Infections, medications and toxins commonly affect bone marrow function. Their effect may be seen as morphologic changes in the bone marrow or "hidden" effects where bone marrow morphology is normal and even more active, but effective release of cells into the blood is too low to maintain normal cell counts. FeLV and FIV viruses in cats are a first rule out. Ehrlichia canis, other rickettsial infections, Leishmania can cause cytopenias yet the bone marrow may have increased cell counts. Estrogen is a potent bone marrow toxin in the dog. Cytopenia in an animal being treated should warn the clinician to consider the drug as a cause of the reduced cell counts.

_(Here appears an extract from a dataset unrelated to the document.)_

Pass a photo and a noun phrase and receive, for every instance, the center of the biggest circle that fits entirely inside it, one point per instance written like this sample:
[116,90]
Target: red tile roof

In summary, a low hematocrit (hemoglobin concentration or RBC count) has many causes. One should have a basic approach to diagnosis of anemia, which is effective in most situations to give a reasonable conclusion. The best diagnosticians have, however, an open mind and a flexible response to each situation. Enjoy each day we help our patients and their owners.

*Cells reported in cells x10⁹/L

References

1.  Schalm's Veterinary Hematology, 5th edition, editors Feldman, Zinkl, Jain, Lippincott Williams § Wilkins, Philadelphia, 2000.

2.  Small Animal Diagnosis by Laboratory Methods, 4th edition, editors Willard, Tvedten, Saunders (Elsevier), St. Louis, 2004, Chapters 2 + 3.

3.  Diagnostico Clinicopathologico Practico en Los Pequenos Animales, 3ra Edicion, ed Willard, Tvedten, Turnwald, Saunders, Philadelphia, 1999. (Also in French, Russian and Japanese).